Böyle bir alışkanlığımız var; kıyaslamak. Sanırım bu annelerimizin 'O da çocuk, o böyle yapıyor mu evladım?' serzenişine dayanıyor. Komşunun evindeki eşyalardan çocuklarımıza, oyunculardan şarkıcılara, filmlerden aynı semtteki mekanlara, bedenimizden saçlarımıza, evliliklerden arkadaşımızın sevgilisine kadar her şeyi kıyasla da kıyasla... Bana sorarsanız, kıyaslama!

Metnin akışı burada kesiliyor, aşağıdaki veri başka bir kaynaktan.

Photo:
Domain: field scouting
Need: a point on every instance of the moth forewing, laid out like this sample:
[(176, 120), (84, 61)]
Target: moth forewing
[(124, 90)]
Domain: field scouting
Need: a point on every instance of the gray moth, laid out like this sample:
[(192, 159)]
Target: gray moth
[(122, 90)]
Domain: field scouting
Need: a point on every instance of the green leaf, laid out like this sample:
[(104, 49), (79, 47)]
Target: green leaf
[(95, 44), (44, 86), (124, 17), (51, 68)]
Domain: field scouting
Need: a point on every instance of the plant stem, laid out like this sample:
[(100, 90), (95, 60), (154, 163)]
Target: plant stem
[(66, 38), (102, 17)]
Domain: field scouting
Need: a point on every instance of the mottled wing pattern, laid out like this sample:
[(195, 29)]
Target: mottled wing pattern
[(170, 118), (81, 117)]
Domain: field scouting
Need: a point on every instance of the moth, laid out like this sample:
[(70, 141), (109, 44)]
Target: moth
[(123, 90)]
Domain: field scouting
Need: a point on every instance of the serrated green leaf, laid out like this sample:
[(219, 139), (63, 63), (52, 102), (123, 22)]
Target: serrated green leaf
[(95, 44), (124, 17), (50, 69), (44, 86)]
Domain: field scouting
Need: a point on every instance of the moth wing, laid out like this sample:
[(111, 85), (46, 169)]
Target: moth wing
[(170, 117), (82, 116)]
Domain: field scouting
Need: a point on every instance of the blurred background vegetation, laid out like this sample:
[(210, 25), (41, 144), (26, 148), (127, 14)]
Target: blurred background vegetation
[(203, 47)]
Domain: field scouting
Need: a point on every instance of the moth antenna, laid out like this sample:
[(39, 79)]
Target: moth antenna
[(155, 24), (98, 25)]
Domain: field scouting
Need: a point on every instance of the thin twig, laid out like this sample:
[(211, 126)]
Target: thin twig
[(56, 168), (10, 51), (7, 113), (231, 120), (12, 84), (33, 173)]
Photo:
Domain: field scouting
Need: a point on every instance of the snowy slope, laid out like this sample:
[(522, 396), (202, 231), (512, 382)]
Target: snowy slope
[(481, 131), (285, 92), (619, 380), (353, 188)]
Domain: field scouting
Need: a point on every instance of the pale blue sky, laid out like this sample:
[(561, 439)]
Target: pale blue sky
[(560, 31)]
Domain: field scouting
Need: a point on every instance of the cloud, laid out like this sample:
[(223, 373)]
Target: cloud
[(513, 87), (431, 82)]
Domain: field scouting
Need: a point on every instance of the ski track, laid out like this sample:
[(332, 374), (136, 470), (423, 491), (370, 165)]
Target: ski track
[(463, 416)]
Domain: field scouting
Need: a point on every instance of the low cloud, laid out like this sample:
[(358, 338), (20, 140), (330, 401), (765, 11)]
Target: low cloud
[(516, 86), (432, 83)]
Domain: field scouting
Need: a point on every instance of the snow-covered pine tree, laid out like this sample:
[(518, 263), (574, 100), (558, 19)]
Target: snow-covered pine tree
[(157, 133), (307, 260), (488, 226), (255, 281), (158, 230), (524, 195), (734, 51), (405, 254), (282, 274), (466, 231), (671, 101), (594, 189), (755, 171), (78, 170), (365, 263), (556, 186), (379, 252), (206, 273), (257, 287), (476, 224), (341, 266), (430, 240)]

Mevsim yazken, en kıyaslanma mağduru ise Ege'nin incisi tabir edilen Bodrum oluyor. Bodrum ile Çeşme'yi kıyaslamaya doyamıyor 'lifestyle' cinsinden köşeci arkadaşlar. Oysa ki bu büyük bir yanlış. Neden mi?
Çünkü 1: Bodrum, cebinden dörtbeş Çeşme çıkarır!
Çünkü 2: Siz bakmayın Yalıkavak-Türkbükü ve arada kendini gösteren Gümüşlük ekseninde yazılan yorumlara, çıkan magazin haberlerine; bunun Bitez'i var, Bodrum merkezi var, Turgutreis'i var, Akyarlar'ı var, Güvercinlik'i var, Gündoğan'ı var, Yahşi'si var, var da var...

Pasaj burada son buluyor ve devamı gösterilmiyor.